Todos os pacientes incluídos no estudo assinaram o termo de consentimento livre e esclarecido.
Foram excluídos os pacientes que tiveram impossibilidade de contato e/ou realização das imagens, recusaram participar do estudo, foram submetidos à revisão da reconstrução do LCA ou outra reconstrução ligamentar do joelho afetado e à cirurgia meniscal ou condral com mais de 1 ano de acompanhamento.
O exame de imagem realizado foi o Raio X (incidência antero-posterior; Rosenberg; e perfil). Foi utilizada a classificação radiográfica de osteoartrite de Kellgren & Lawrence (KL). A classificação grau I já foi considerada como presença de osteoartrite, corroborada por achados degenerativos na ressonância magnética. Apenas os casos de osteoartrite KL grau I foram submetidos a exame de ressonância para confirmar a presença de sinais degenerativos. Os exames de imagem foram avaliados por dois cirurgiões ortopédicos.

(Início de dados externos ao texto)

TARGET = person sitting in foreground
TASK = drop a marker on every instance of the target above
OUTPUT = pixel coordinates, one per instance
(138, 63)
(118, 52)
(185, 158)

Os resultados obtidos foram analisados por estatística descritiva simples, ou seja, obtendo-se o percentual de pacientes com osteoartrite entre os analisados. Os pacientes também foram divididos em 2 grupos: entre 5 e 10 anos de cirurgia e com mais de 10 anos.
Técnica Cirúrgica:
Os pacientes foram operados sob raquianestesia. Após preparação adequada do membro, foi feita uma incisão longitudinal de 3 cm sobre a inserção dos isquiotibiais na face medial da tibia proximal. Os tendões semitendíneo e grácil foram colhidos e preparados de forma quádrupla. Em seguida, foi aplicado um torniquete na região proximal da coxa. Posteriormente, foi realizada artroscopia através de portais padrão para inspeção articular e preparo para reconstrução do LCA.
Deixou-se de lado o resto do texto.